You did a very clear and concise job with your summary. It was easy to get a good feel for the novel and what it was about through the quotes that you chose. It looks like it will be an interesting novel to read!
ReplyDeleteI am confused about Jacob, was he a freed slave? Is that why she was given to him?
ReplyDeleteJacob was a white man that Florens' master owed a lot of money to. Jacob originally asked for Florens' mother as a settlement of the debt, but her mother begged him to take Florens instead.
ReplyDeleteWhy does Lina drown Sorrow's child? What are Sorrow's hallucinations like? These psychological issues seem to be recurring issues in Morrison's novels since similar situations occur in Beloved. Did reading the two novels together help in understanding each?

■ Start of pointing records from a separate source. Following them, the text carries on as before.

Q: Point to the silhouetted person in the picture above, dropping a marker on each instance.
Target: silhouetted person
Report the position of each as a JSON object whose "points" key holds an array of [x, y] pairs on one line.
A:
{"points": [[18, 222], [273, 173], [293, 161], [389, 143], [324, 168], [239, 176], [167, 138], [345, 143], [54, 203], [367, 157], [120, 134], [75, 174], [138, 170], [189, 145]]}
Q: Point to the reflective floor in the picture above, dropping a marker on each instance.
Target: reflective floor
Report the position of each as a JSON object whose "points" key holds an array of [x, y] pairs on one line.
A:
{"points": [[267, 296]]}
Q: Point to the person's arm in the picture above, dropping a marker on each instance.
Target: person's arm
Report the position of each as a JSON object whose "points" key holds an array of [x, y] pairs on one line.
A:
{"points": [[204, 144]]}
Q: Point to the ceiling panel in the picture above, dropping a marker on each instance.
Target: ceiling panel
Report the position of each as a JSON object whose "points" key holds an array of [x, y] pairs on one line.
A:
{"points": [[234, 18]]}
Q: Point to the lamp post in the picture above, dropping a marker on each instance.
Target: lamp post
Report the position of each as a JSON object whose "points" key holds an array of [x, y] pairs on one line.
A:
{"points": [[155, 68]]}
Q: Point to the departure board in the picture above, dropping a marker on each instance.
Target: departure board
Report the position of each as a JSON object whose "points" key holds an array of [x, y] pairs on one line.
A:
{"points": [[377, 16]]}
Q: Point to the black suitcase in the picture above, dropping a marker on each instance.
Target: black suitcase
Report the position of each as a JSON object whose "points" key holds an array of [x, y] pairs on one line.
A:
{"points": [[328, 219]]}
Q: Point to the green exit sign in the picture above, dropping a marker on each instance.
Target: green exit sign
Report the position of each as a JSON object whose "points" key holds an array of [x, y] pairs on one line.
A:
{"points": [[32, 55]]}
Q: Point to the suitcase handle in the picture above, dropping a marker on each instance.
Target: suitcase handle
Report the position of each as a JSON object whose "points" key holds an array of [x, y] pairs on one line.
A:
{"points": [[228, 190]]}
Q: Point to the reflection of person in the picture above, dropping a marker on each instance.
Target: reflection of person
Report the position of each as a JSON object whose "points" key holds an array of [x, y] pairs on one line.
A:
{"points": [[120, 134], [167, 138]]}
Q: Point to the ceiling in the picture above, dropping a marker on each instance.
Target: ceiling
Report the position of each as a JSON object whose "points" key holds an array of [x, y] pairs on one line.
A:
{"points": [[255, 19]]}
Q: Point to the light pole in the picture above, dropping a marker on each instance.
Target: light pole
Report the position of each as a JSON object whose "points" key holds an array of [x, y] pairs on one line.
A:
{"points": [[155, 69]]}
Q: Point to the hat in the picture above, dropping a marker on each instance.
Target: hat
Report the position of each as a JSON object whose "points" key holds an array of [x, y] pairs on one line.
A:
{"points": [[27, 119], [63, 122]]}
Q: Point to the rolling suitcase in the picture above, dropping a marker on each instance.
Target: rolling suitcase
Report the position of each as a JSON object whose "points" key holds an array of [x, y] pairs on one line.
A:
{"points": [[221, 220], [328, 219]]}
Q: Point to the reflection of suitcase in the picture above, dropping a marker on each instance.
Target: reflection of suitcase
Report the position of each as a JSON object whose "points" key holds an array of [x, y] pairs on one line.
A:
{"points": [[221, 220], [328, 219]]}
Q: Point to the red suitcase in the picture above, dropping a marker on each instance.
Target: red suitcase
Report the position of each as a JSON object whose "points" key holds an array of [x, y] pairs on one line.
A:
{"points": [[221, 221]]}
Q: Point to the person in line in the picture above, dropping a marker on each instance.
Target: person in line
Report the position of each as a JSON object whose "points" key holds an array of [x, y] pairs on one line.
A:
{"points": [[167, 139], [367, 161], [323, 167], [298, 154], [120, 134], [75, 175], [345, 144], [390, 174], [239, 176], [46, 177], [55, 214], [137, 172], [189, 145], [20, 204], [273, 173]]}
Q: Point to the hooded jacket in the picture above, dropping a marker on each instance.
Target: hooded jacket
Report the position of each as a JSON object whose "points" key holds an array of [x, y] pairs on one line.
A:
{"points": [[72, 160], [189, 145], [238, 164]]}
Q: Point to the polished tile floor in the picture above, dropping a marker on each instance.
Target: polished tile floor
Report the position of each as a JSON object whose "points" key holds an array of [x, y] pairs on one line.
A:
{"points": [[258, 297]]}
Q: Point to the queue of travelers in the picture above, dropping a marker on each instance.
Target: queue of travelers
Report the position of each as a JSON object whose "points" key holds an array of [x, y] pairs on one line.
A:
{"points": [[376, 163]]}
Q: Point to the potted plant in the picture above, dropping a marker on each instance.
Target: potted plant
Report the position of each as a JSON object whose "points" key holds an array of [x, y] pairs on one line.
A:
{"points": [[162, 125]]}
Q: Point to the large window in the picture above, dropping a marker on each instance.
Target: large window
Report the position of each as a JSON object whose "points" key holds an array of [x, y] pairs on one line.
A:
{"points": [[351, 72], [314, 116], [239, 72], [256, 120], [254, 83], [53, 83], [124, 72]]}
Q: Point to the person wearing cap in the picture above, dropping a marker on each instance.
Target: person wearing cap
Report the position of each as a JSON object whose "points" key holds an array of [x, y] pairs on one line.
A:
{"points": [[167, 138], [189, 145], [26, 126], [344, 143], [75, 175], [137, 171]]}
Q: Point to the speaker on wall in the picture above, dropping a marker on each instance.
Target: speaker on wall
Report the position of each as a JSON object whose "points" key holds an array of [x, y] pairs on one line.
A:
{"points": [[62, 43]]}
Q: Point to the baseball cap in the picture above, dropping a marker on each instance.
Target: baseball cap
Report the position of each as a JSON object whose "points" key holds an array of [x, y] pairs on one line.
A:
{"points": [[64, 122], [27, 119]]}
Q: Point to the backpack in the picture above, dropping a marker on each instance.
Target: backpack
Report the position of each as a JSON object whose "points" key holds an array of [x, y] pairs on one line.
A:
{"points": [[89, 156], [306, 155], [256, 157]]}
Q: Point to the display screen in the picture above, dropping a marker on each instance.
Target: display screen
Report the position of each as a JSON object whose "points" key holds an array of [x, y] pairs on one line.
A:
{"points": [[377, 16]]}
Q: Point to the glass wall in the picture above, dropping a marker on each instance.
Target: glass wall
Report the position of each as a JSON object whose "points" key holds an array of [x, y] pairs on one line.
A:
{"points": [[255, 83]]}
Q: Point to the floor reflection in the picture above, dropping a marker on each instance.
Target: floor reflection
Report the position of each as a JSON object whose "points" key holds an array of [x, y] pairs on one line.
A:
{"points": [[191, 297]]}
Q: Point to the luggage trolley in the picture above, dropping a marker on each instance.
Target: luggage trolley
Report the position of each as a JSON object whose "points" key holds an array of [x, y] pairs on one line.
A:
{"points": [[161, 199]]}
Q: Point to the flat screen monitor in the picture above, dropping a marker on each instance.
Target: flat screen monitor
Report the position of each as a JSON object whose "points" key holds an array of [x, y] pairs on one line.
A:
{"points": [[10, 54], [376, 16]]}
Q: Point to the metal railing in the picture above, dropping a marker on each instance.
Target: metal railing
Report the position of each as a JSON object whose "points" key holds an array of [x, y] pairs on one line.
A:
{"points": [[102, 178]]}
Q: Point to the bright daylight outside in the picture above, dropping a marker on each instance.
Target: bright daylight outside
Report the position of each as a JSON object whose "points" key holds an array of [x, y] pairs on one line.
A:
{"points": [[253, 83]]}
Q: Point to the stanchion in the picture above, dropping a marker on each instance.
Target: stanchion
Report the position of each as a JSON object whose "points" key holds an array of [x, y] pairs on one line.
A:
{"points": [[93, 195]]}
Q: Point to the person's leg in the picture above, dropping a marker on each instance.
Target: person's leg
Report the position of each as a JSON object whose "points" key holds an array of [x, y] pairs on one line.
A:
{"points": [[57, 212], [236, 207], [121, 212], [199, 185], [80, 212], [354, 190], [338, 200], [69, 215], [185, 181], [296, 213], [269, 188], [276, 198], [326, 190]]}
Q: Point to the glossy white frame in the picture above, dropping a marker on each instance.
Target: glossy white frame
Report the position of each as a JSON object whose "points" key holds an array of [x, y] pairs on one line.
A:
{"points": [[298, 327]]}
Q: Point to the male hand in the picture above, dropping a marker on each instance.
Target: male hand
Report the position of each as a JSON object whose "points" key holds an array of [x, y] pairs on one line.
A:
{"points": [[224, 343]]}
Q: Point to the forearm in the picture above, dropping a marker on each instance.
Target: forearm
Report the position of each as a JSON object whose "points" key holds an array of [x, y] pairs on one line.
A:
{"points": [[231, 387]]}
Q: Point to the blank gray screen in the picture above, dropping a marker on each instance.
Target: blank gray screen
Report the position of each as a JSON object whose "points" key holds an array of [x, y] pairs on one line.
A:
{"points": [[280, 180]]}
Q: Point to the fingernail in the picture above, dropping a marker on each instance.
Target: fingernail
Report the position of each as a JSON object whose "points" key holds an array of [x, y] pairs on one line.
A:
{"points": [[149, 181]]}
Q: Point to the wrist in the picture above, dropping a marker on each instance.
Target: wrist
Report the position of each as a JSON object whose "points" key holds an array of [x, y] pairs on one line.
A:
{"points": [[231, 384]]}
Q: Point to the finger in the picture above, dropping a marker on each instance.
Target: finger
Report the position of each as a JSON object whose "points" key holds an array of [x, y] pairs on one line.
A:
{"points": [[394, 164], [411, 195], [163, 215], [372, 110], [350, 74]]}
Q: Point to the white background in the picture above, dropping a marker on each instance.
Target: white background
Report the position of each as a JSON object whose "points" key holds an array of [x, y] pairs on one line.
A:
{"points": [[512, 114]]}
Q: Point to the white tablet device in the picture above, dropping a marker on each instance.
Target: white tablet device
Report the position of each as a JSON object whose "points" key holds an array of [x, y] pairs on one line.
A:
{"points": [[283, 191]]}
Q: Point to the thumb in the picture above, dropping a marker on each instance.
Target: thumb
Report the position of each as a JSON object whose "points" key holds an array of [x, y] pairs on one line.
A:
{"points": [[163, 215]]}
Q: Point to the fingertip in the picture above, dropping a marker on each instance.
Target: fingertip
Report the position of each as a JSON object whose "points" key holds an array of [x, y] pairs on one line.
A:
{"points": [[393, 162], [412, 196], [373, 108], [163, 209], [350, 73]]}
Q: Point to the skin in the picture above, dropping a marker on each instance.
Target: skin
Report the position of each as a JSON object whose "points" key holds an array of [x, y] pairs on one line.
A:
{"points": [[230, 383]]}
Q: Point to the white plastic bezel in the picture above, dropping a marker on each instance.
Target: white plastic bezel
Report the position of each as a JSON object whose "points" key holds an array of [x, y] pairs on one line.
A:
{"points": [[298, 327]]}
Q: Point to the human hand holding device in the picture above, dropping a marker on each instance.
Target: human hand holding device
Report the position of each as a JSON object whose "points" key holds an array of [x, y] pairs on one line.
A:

ReplyDeleteMorrison wrote Beloved after she wrote this novel. Did you see any similarities between the stories of the women in this story and of those in Beloved?
ReplyDeleteClarissa-Lina drowned the child becasue she believed that Sorrow was bad luck and did not want any more of it around the farm. Sorrow's hallucinations were of Twin, who looked exactly like her and was constantly enticing Sorrow away from her work.
ReplyDeleteFlorencia-Actually, "Beloved" was written 11 years before "A Mercy," but there are similiarities between the two books. Both Sethe and Florens' mother try to save their daughters from slavery, just in drastically different ways. Sethe and Sorrow are both subject to seeing a person that they psychologically need to be there. In Sorrow's case, no one else saw Twin while several people saw Beloved.
Your summary was very descriptive and it sounds like the development of the relationships of the characters serve as the main action of the story. I also found the hallucinations interesting. Did the hallucinations actually entice Sorrow away from her work in real life or in dreams? Also, in what ways did this novel differ from other slave narrative since it was written pre-revolution?